Re: Evaluating Photographs - long

2003-09-22 Thread graywolf
Whether one is an artist or not is, I think, simply a matter of intent. 
If ones intent is to produce art than one is an artist. Now I am willing 
to admit that becoming a good artist, much less a great one, can take 
years or even decades of hard work, but whether one is an artist is 
simply a matter of wanting to produce art.

In photography we have two types of photographers (they may of course 
overlap) the art photographer for whom the picture is the message, and 
the documentary photographer for who the subject is the message. As you 
can see the difference between the two (at least beyond a certain skill 
level) is simply the intent of the photographer.

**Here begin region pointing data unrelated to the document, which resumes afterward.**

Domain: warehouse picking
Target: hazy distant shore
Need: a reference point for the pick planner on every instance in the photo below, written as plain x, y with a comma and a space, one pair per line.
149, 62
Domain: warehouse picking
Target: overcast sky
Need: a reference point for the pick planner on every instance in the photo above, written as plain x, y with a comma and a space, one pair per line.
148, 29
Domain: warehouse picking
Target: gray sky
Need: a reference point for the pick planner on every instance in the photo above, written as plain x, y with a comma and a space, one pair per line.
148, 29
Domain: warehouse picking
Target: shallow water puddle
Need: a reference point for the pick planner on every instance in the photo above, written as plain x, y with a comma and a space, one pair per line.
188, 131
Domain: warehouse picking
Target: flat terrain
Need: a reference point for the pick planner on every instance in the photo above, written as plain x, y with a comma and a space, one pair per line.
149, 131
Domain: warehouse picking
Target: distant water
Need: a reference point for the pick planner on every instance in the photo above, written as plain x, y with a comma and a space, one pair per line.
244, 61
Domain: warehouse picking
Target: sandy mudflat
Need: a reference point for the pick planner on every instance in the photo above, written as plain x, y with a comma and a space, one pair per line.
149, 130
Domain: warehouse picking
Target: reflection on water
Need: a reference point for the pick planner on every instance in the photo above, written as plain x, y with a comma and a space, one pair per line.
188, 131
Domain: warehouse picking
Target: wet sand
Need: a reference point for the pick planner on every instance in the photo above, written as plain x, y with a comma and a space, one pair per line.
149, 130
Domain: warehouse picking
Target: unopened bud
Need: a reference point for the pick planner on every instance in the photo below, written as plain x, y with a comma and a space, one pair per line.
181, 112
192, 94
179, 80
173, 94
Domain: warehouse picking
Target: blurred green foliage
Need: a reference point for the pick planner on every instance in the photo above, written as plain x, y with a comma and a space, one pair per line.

Therefore I say, if your intent is art then you are an artist. It is as 
simple as that.



frank theriault wrote:

First, I think one should remember that one doesn't simply become an artist.
It's a journey;  an ongoing process.  Especially with photography, where anyone
can pick up a point and shoot and snap a pic, it's possible that art can be
(even unwittingly) produced with no thought whatsoever.  The thing about the
monkeys at the typewriters eventually doing Shakespeare's plays applies much
moreso to photography.  I daresay that a chimp with an automatic camera may
eventually take a meaningful photograph, even without knowing what they're
doing.  Does that make the photograph in question any less art than any other
photograph?  I don't think so.


--
graywolf
http://graywolfphoto.com



Re: Evaluating Photographs - long

2003-09-22 Thread frank theriault
Come on, Tom,

It's never as simple as that.

That is never a simple concept...

g

cheers,
frank

graywolf wrote:

 major snippage It is as
 simple as that.


--
Hell is others
-Jean Paul Sartre




Re: Evaluating Photographs

2003-09-22 Thread Bob Walkden
Hi,

Monday, September 22, 2003, 10:31:50 PM, you wrote:

 Now, in my local camera club here, there has been a lot of head-shaking and
 sighing over the low quality, and that is only a publicity stunt. But is it?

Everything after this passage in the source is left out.